Conservatives must become more, and not less, conservative. For many decades now the left has denounced the right, saying that its claims to “traditional values” was no more than demagoguery and power politics. There were many wide-eyed conservatives like myself who thought this no more than a nasty smear. When Republicans attempted to impeach Bill Clinton in 1998 over his sex scandal, they claimed that a political leader needed to be morally upright for the health and stability of the nation. This was not about “politics,” they maintained, but about truth, goodness, justice, and virtue. They said that Bill Clinton’s impeachment was about the integrity of the family. They lied. They lied and we all know them for liars because these same people now endorse a serial adulterer, a man who has destroyed the poor in his casinos, built a campaign off of racist and Islamophobic demagoguery, and profited off of slave labor to build his hotels in the Middle East.
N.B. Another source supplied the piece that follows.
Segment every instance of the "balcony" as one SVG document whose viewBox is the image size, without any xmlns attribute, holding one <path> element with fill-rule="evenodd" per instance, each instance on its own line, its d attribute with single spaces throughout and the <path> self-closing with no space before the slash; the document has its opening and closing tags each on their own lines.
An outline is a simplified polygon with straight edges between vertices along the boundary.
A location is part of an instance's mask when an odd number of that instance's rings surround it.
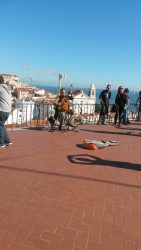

Still, many of these politicians and faith leaders have maintained that they are voting on the issues and not with reference to Trump. This might sound like an appeal to the mystique of issues over against the politique of candidates. But it is only a masquerade. Trump is in his very own person both a mystique and a politique of power. He is a charlatan, a womanizer, a sexual predator, and a bully. Even (in the unimaginable scenario) where Trump both won the election and kept all of his promises (for the first time) to defend the unborn, conservatives would still win the culture war in the American legal system only to completely lose the actual culture. A man who boasts of sexual assault and his adultery with married women will finally turn the sexual revolution of the 1960s into the new normal. He will instantiate a new mystique of limitless, twisted machismo; a politique of making every compromise to gain the throne of his desires. He would bring the moral relativism we have all feared to its perfect completion.
Péguy offered an alternative to the destructive politiques of his day: to betray the Machiavellian calculations of politics. We will be called ‘traitors’ for our refusal “to enter into the derivative, parasitical, devouring politique.” And yet we must be such ‘traitors’ so that we do not become true traitors: those who sell their faith, their souls, and give their very selves up. We must not betray our faith, our ideals, or our values for a political victory. We must discern the dividing line between mystique and politique and refuse to budge over it. We can go no further, for, as Péguy warns,
Continuing, persevering, in that sense, is all that is most dangerous to justice and to intelligence itself. To take one’s ticket departure in a party, in a faction, and never to bother where the train is rolling to, and above all, what it is rolling on, is to put oneself resolutely in the very best situation for becoming a criminal.
In our desperation to win the culture war, we must not follow the path of wicked Saul, who called upon the Witch of Endor to shore up his position. We cannot afford the disastrous, Pyrrhic victory that awaits us there. We must be better conservatives. We must be better liberals.